Я вздохнула. Положила ладонь на живот и уставилась на двери магазина. За пару минут, проведённых нами с Платоном в полнейшей тишине, в них вошло несколько человек. Несколько вышло.
— Вероника, — всё-таки не выдержал брат.
— М-м? – вопросительно кивнула, не поворачиваясь к нему. Он ухватил меня за рукав и потянул на себя. Пришлось сдаться. Брат молчал. То ли сам не знал, чего хочет, то ли ему нечего было сказать. И опять я сдалась первой.
— Мы не ругались, Платон. Но если ты хочешь спросить об этом Диму – пожалуйста. Только в следующий раз, когда тебе что-то потребуется, а его рядом не будет, терпи и не лезь ко мне.
Он потупился. Горестно вздохнул. Не выдержав, я погладила его по волосам, убрала прядки со лба.
— Что у тебя тут? – заметила в кармашке рубашки-поло бумажку и достала. Бумажка оказалась журавликом из салфетки.
— Это мы с Ниной Фёдоровной сделали, — гордо заявил брат.
Положив журавлика на ладонь, я рассмотрела его со всех сторон. Хотела отдать Платошке. Он замотал головой.
— Это я тебе сделал.
— Спасибо.
Обида растаяла. Я ещё раз погладила брата по голове и, заметив мелькнувшую у машины тень, обернулась. Всё так же молча Дмитрий сел за руль и завёл двигатель. Швырнул на приборную панель сигареты. Но прежде, чем мы поехали, повернулся к нам.
— Только после ужина, — предупредил, отдавая Платону шоколадное яйцо. Мне досталась огромная белая шоколадка с миндальными орешками и коробочка со сливочной помадкой.
— Утром ты говорила, что хочешь, — пояснил он на мой немой вопрос.

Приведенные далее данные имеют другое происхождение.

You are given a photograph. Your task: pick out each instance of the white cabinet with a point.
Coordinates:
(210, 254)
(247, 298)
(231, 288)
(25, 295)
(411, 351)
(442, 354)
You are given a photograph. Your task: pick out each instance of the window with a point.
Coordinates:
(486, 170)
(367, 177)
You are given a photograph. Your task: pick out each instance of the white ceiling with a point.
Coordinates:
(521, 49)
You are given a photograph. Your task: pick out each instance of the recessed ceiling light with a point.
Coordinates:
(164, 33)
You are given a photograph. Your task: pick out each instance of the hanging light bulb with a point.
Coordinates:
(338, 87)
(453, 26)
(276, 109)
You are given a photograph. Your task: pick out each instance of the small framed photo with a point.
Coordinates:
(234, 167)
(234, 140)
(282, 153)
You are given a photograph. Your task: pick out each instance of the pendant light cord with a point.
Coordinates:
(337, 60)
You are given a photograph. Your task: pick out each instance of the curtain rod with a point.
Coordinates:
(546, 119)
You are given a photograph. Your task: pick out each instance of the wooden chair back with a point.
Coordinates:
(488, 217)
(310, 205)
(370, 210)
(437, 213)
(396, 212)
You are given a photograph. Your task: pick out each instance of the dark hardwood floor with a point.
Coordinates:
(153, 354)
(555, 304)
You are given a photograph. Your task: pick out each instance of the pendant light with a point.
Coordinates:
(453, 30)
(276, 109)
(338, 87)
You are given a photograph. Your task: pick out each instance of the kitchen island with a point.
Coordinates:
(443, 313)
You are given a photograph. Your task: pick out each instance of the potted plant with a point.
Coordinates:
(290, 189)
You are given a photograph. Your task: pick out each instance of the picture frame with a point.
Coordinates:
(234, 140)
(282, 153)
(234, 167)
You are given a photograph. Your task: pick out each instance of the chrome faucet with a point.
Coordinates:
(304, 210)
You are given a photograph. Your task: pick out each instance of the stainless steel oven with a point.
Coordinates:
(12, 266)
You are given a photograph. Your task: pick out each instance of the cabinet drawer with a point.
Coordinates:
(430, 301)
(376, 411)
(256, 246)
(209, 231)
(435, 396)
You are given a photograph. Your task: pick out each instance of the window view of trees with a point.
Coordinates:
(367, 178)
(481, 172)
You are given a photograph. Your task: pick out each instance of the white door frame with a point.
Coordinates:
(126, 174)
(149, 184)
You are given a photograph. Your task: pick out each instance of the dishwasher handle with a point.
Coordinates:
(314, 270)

— Спасибо. — Надо же, не забыл. – Открой дверь. – Теперь он посмотрел с вопросом. – Открой дверь, — повторила и, когда замок щёлкнул, вышла на улицу. Несколько глотков свежего воздуха помогли справиться с подкатившей тошнотой. Обойдя машину, я открыла переднюю дверцу и кинула рюкзак на сиденье. Сама села рядом и пристегнулась. Посмотрела на Дмитрия.
— Не надо врать, — очень тихо, почти одними губами, чтобы не услышал Платон, — что ты взбесился только потому, что вы не должны были встретиться.
Он откинулся на спинку. Потёр переносицу.
— Она – моё прошлое, — сказал через некоторое время. – Что ты хочешь услышать? Что мне всё равно?
Услышать это я не хотела. Я хотела, чтобы ему действительно было всё равно. Только всё равно ему не было.
— Поехали домой, Дим, — попросила спокойно. – Оставим ужин на другой день. Ничего хорошего сегодня из этого не получится.
Он долго смотрел на меня. Я на него. Потом открыла помадку, вытащила три. Одну отдала Платону, вторую оставила себе, а третью подала ему.
— Поехали домой, — дотронулась до его ноги. – Пожалуйста.
Дмитрий завёл двигатель. Положил помадку на приборную панель перед собой и вывернул руль. Хоть он не ответил, мне стало ясно, что ресторан с открытой верандой откладывается. Победой это не было, но мне стало спокойнее. Не потому, что из ужина не получилось бы ничего дельного, а потому, что Дима меня услышал. Потому, что понял меня.